Im 19. Jahrhundert war diese Doktrin institutionell unterlegt: Unter Nikolai dem Ersten war das Wort Belarus verboten, die Schulen wurden russifiziert, Unierte verfolgt, Loyalität – orthodoxe Geistliche, Beamte, Intellektuelle – wurde finanziell unterstützt. Im 21. Jahrhundert existiert der gleiche Mechanismus unter anderem Namen: Russki Mir. Ihm zufolge ist Belarus seit jeher Bestandteil der Russischen Welt und jede Bestrebung, eine separate Identität zu proklamieren, ein vom Westen aufgezwungenes „nationalistisches Projekt“.
Der Staat schafft hier keine Nation. Der Staat konstruiert eine imaginäre Gemeinschaft besonderer Art
Die Zusammensetzung des Pantheons sieht also aus, als hätten es Anhänger der Westrussentheorie erschaffen. Ist Lukaschenko also zur Geisel dieser Doktrin geworden? Wohl kaum. Es ist weitaus banaler. Lukaschenko braucht die Unterstützung des Kreml – und ein Pantheon, das Moskau akzeptiert, kann dabei helfen.
Das Regime schafft eine imaginäre Gemeinschaft (nach dem Konzept von Benedict Anderson ist das unausweichlich, jede politische Macht tut das), aber es ist keine belarussische bürgerliche Nation im klassischen Sinne. Es ist ein hybrides Konstrukt, das die Herausbildung einer vollwertigen nationalen Souveränität blockiert.
Der Staat schafft hier keine Nation.

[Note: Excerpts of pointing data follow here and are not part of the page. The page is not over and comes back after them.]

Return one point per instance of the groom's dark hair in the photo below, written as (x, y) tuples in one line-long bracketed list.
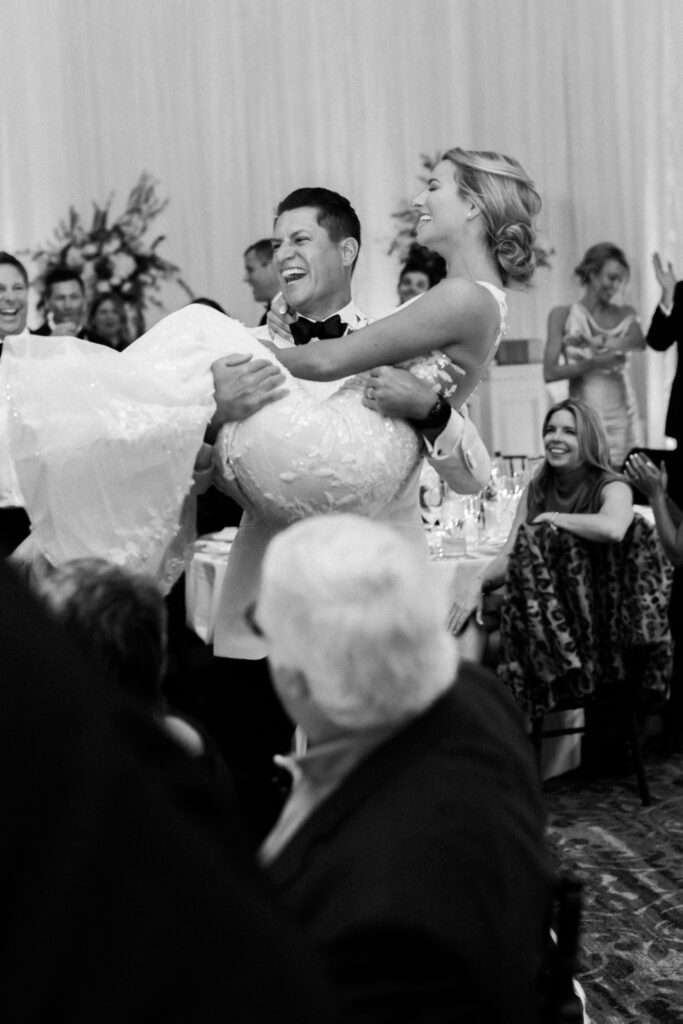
[(335, 213)]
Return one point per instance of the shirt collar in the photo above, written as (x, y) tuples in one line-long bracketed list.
[(329, 763)]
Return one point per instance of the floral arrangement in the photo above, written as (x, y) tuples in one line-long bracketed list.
[(114, 256)]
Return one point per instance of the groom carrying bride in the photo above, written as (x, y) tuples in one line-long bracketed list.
[(316, 239)]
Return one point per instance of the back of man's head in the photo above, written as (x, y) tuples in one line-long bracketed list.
[(118, 619), (335, 213), (354, 607)]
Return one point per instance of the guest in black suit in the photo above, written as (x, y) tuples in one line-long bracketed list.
[(261, 273), (131, 896), (14, 523), (411, 848), (667, 330), (63, 300)]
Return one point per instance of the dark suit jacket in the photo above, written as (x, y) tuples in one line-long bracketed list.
[(423, 880), (129, 894), (664, 332)]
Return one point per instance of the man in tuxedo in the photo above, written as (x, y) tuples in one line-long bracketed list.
[(667, 330), (65, 304), (316, 238), (261, 273), (411, 848)]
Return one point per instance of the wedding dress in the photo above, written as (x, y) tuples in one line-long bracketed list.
[(104, 442)]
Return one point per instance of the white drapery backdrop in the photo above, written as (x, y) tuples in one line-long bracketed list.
[(231, 103)]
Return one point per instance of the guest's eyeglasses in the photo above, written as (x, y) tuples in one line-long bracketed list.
[(252, 622)]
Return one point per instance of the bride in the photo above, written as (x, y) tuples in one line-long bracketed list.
[(104, 442)]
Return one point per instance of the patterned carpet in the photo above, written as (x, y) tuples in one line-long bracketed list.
[(631, 860)]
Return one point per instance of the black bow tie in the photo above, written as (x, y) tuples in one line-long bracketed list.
[(303, 331)]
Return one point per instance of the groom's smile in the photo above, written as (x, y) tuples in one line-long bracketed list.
[(310, 265)]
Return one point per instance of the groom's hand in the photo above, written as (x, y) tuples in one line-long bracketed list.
[(398, 393), (242, 386)]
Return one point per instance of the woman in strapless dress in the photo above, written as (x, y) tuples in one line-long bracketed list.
[(589, 344), (104, 442)]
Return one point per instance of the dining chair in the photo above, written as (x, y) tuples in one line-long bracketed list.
[(586, 626)]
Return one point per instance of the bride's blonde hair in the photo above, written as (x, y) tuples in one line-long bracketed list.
[(508, 202)]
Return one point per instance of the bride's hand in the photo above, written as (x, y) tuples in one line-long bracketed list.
[(397, 392), (280, 317)]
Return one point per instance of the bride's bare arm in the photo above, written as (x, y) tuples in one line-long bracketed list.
[(458, 316)]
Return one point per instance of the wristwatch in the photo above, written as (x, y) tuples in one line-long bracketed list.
[(437, 416)]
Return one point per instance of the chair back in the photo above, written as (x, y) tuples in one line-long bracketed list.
[(560, 1003)]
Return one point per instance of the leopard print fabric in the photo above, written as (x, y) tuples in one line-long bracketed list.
[(580, 615)]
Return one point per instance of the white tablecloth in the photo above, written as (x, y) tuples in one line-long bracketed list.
[(204, 581)]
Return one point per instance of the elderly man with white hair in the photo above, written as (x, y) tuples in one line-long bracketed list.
[(411, 848)]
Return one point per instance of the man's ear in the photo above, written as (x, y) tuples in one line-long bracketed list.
[(291, 682), (349, 250)]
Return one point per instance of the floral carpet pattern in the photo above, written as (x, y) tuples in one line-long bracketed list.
[(631, 860)]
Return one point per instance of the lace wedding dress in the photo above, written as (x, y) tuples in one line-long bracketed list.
[(104, 442)]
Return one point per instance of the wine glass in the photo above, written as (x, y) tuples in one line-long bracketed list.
[(432, 496)]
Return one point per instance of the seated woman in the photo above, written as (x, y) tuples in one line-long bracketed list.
[(589, 344), (104, 442), (572, 554)]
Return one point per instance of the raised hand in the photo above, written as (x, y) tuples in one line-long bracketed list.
[(642, 472), (666, 276)]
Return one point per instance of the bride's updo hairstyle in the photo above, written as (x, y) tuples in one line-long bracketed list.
[(508, 202)]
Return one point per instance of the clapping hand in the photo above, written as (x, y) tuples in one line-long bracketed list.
[(667, 279), (642, 472)]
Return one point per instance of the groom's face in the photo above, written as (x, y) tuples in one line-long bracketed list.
[(313, 270)]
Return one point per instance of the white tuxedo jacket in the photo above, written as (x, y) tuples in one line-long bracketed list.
[(459, 457)]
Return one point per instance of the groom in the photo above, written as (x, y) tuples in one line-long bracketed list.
[(316, 238)]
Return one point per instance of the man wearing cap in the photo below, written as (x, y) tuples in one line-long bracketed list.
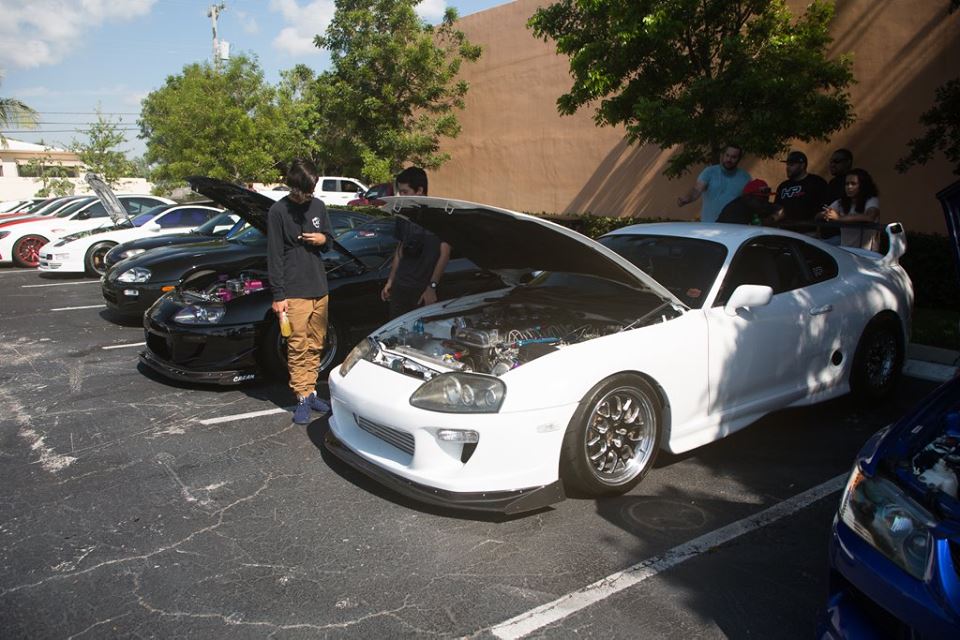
[(718, 183), (802, 195), (752, 207)]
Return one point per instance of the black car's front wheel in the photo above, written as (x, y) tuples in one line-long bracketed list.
[(273, 351)]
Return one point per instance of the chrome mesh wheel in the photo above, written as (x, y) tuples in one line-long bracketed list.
[(621, 435)]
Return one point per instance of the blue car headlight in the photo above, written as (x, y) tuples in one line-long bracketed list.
[(137, 274), (366, 350), (206, 314), (883, 515), (459, 392)]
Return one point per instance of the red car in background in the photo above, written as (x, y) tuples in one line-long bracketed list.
[(371, 197)]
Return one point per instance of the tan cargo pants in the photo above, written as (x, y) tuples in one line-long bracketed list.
[(308, 319)]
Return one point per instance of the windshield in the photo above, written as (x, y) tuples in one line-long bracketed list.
[(687, 267), (209, 228), (249, 235), (73, 206), (149, 214)]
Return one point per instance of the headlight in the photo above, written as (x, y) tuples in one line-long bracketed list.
[(207, 314), (880, 513), (137, 274), (461, 393), (366, 350)]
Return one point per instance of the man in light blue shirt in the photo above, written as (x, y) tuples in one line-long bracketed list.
[(719, 184)]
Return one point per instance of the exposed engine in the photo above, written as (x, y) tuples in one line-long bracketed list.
[(497, 338), (223, 288), (938, 464)]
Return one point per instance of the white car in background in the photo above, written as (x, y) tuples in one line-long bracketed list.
[(84, 252), (656, 336), (21, 240), (336, 190)]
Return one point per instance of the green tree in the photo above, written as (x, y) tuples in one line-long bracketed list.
[(393, 93), (214, 123), (694, 74), (100, 154), (942, 122), (16, 114), (52, 175)]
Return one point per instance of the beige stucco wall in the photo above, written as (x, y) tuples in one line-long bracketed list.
[(515, 151)]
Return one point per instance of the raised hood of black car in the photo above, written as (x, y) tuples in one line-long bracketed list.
[(505, 241), (249, 205)]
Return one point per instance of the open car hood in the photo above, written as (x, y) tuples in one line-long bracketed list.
[(249, 205), (508, 243), (108, 198)]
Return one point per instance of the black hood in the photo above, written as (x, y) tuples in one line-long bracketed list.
[(249, 205)]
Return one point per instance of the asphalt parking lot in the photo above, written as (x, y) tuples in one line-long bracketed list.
[(132, 507)]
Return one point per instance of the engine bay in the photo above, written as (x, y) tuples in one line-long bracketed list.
[(498, 337), (221, 287)]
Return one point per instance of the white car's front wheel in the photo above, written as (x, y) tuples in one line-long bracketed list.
[(613, 438)]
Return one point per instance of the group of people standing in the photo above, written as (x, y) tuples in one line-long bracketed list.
[(298, 230), (801, 202)]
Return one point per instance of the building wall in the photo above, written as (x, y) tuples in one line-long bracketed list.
[(515, 151)]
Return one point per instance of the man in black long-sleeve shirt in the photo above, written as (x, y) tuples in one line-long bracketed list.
[(297, 228)]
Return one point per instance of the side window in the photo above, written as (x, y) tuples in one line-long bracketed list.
[(95, 210), (820, 265), (768, 261), (171, 219)]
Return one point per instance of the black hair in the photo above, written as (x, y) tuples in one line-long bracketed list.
[(414, 177), (868, 189), (302, 177)]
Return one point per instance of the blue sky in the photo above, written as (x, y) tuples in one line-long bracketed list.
[(66, 57)]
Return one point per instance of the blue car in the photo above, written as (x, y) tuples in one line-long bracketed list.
[(895, 545)]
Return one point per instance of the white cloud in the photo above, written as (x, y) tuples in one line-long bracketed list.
[(304, 23), (431, 10), (43, 32)]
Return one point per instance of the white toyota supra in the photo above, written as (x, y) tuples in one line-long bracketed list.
[(657, 336)]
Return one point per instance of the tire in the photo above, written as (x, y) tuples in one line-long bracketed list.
[(94, 262), (273, 351), (26, 251), (613, 438), (878, 361)]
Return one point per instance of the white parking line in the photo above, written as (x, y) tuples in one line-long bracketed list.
[(124, 346), (564, 606), (92, 306), (243, 416), (58, 284)]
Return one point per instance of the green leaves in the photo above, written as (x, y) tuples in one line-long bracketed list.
[(694, 74)]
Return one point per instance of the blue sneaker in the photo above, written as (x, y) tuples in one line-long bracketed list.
[(318, 405), (301, 415)]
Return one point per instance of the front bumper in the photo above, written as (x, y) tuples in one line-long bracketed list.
[(870, 597), (517, 452), (507, 502)]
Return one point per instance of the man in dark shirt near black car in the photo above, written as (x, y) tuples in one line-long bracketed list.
[(802, 195), (297, 227), (420, 258)]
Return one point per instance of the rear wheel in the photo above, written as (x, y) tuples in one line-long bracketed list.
[(95, 260), (273, 351), (878, 360), (613, 438), (26, 250)]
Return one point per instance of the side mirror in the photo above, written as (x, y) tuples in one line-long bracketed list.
[(748, 295)]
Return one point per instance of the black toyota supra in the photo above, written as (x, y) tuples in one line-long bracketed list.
[(216, 325)]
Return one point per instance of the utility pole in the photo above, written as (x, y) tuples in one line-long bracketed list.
[(213, 14)]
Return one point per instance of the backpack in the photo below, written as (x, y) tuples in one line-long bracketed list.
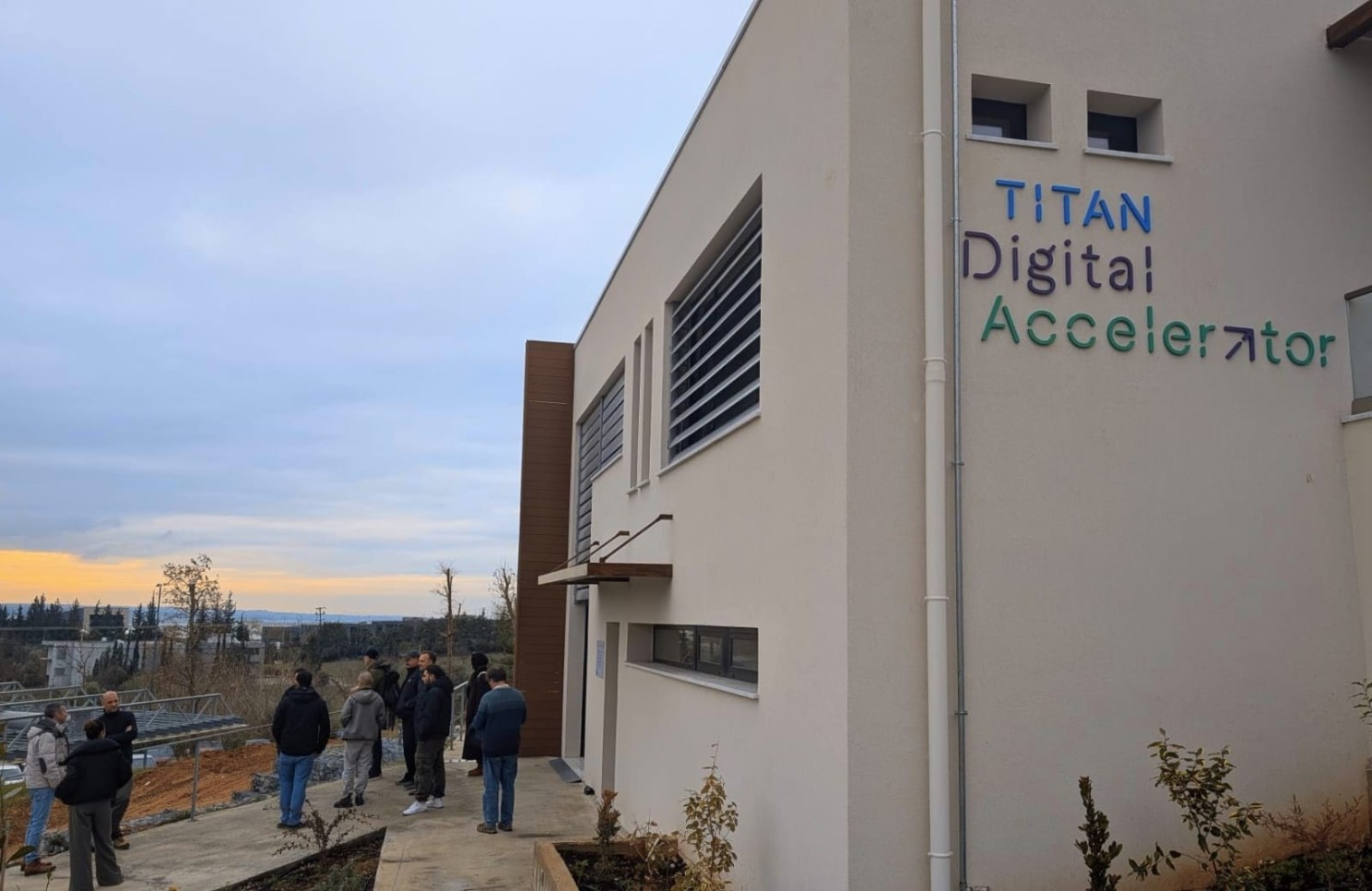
[(390, 695)]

Der Staat konstruiert eine imaginäre Gemeinschaft besonderer Art – eine subnationale Identität der Peripherie im Rahmen einer viel größeren imperialen Gemeinschaft. Das neue offizielle Pantheon ist eines der Instrumente in diesem Prozess, eine Museumsmaschine, die nicht etwa eine belarussische, sondern eine „westrussische“ Erinnerung erschafft.